Review: As one that usually does not like the movies/plays in old english, I found this one to be refreshing. I felt this was good an introduction to Shakespeare as I have found. This in large part due to the fact that the movie only features excerpts from the play and thus is able to feature the full poetic force of the dialog in the play.

Besides the poetic force of the movies script there is also the humor that has been injected throughout the movie.The fact that the original title had something to do with Rosalind the pirates daughter..

There is also the competition between Phillip Marlowe and Shakespeare that added some humor. When Marlowe claims he is going to follow up his successful play with a new play entitled the Massacre of Paris. There are also scenes that seem relevant to the Hollywood of today. A boatman seeks to promote his own amateur play writing skill while he has Shakespeare captive in his boat.

There are also clever revelations to the commercial nature of the theater when Tom Wilkinson's character decides to pay the actors through "share of the profits". When Enslow points out there are never any profits, Wilkinsons character says, of course not.

In the film Shakespeare moves from writing a comedy to writing a tragedy.
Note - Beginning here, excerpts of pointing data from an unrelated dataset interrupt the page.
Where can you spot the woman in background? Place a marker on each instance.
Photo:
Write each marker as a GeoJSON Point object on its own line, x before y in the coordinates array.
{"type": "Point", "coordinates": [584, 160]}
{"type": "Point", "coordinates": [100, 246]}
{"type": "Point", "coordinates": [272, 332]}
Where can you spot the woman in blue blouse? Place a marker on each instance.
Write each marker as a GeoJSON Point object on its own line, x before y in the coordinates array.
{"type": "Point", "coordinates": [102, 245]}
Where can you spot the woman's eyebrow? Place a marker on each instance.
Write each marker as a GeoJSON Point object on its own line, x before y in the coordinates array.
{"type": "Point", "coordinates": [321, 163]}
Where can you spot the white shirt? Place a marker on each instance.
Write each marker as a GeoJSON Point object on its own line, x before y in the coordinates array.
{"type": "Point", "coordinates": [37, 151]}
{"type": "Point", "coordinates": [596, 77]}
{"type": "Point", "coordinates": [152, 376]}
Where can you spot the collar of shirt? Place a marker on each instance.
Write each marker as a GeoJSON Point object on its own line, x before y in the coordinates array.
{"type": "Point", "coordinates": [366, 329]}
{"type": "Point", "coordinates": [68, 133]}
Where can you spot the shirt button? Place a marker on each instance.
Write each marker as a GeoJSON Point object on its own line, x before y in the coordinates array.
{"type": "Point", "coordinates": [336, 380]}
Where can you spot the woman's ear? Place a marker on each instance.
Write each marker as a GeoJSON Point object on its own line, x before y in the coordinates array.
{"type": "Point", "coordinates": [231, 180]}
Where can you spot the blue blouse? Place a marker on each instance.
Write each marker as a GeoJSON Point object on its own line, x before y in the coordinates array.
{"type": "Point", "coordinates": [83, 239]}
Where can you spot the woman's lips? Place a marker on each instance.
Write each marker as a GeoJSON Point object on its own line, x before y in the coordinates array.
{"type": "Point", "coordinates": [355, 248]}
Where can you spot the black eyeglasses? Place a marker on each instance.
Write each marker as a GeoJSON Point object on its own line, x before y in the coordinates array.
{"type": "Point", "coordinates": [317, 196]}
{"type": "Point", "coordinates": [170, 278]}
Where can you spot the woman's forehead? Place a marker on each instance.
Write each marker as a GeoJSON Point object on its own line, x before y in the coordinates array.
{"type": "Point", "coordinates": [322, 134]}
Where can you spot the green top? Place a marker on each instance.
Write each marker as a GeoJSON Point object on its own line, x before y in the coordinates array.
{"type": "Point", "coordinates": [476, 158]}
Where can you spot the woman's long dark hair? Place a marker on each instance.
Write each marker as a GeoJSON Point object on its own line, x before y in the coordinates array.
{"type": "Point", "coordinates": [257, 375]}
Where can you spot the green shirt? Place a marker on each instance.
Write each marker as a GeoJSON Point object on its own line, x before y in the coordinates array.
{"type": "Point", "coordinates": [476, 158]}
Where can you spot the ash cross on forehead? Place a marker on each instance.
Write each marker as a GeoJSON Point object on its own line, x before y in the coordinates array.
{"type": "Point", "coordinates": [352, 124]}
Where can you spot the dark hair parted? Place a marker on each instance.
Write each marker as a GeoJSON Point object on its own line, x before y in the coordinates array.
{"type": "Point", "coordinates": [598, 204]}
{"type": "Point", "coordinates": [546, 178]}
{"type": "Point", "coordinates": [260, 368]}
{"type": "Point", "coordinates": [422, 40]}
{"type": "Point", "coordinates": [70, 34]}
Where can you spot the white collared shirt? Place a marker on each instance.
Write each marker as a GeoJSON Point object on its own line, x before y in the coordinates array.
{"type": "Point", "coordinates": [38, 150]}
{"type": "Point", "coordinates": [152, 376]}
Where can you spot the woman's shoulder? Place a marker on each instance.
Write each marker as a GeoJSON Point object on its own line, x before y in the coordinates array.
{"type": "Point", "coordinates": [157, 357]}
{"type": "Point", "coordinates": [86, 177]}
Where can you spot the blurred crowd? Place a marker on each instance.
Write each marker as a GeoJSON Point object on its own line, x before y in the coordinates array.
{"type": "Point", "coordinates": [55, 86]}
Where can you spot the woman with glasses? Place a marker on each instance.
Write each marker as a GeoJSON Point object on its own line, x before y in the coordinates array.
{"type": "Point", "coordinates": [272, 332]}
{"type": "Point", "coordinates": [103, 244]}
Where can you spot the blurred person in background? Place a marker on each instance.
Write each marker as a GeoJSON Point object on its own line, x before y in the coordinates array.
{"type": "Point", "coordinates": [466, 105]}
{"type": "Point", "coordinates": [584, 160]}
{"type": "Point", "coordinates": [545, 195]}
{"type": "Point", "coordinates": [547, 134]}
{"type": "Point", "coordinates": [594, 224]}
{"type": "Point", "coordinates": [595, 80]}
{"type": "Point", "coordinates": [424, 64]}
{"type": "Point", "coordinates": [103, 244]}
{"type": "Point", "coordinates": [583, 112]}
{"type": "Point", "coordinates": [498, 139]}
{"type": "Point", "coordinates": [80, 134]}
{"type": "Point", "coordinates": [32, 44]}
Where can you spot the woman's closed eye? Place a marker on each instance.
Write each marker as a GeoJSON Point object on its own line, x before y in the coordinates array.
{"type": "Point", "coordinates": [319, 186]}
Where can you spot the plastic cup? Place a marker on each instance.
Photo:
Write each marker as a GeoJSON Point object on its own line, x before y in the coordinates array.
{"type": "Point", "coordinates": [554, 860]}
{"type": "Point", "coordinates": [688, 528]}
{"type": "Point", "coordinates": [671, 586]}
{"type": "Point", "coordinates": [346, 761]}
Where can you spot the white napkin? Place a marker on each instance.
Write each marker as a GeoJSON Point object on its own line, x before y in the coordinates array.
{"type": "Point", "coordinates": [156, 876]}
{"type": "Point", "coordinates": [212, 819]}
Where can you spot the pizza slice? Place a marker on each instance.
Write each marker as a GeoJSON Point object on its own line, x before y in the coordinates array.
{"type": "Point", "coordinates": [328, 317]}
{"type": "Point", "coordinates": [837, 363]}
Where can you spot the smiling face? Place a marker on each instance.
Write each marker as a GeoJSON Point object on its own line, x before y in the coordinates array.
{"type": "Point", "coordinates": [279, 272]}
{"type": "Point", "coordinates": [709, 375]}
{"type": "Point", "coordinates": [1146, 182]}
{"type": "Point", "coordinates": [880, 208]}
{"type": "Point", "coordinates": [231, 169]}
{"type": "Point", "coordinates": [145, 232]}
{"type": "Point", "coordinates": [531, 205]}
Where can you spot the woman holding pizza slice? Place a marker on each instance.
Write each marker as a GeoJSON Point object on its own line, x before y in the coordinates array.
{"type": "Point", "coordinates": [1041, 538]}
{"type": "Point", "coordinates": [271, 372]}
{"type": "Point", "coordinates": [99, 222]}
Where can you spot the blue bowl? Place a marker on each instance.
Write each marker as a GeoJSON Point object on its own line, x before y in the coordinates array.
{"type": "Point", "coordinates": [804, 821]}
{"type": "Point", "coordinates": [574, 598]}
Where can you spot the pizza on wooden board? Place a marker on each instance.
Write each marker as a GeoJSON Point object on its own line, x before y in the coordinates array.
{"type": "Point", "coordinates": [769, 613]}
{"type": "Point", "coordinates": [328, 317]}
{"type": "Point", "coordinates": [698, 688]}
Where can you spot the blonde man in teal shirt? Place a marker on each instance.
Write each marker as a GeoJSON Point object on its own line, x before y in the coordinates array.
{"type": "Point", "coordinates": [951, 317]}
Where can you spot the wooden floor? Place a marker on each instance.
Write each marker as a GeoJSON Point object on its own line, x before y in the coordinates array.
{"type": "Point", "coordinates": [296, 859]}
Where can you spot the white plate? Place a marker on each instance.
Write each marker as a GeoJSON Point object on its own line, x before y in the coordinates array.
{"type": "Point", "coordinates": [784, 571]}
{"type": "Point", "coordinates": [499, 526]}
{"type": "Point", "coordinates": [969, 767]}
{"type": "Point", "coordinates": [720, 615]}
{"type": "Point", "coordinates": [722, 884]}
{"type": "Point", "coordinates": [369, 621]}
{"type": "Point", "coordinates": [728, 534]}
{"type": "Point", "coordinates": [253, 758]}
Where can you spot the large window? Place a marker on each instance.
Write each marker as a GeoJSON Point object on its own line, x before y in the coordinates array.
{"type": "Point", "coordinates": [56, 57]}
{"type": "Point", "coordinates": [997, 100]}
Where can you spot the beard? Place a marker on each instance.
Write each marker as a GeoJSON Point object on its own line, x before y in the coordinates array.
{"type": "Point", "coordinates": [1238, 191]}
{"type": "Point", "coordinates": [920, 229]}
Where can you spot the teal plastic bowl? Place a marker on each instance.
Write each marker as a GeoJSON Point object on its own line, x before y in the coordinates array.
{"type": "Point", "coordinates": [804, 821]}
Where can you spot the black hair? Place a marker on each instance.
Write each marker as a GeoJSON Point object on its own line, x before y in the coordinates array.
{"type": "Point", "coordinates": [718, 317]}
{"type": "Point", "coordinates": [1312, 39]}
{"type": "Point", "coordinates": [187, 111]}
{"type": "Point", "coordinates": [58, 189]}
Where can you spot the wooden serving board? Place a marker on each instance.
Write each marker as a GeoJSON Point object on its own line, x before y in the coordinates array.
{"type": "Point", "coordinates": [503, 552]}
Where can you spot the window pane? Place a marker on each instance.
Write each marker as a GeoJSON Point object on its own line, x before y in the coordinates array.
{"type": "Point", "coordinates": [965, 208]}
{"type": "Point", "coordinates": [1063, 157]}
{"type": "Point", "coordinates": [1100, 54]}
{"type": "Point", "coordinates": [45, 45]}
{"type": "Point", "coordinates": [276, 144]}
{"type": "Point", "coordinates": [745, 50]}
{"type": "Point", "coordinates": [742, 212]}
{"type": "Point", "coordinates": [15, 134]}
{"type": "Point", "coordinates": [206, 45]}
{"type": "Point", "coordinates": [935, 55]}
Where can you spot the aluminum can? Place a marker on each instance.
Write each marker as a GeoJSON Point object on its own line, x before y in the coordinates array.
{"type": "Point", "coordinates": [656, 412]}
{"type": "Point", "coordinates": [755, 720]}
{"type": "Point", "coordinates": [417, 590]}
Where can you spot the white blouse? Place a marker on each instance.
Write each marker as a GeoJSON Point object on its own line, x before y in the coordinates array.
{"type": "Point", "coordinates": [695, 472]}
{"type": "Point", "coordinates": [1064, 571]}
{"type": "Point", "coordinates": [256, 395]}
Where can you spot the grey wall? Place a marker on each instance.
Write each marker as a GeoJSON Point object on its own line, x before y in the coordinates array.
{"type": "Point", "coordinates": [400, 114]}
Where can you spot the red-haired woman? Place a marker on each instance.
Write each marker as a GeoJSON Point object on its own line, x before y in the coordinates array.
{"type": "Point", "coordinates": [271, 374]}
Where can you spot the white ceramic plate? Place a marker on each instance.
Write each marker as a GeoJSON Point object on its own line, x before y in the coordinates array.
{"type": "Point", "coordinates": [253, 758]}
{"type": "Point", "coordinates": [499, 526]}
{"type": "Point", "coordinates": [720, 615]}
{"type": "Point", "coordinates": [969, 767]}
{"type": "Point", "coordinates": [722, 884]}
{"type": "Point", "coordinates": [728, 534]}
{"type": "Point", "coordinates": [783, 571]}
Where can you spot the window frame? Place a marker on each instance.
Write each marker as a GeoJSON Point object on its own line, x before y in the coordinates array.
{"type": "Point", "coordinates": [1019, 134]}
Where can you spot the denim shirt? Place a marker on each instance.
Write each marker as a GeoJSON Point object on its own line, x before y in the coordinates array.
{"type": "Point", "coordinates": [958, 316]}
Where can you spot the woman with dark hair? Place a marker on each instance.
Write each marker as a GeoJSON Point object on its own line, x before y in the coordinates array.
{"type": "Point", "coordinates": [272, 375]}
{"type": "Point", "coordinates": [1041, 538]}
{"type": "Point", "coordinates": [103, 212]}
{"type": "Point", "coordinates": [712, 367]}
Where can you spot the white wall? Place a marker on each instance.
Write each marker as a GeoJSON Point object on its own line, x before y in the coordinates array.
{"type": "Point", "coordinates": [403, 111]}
In the movie, "Romeo and Juliet" the play is being written along same line as Shakespeare's and Gweneth Paltrow's character. It moves from comedy to tragedy as it becomes apparent that they cannot overcome the differences of their class in life.
I appreciated that they did not tag a happy ending on to the story. That would have ruined it. As Paltrow's character says, that the real tragedy would be for the events in the movie to cause Shakespeare to cease to write.

This movie is solid entertainment and is recommended for everybody.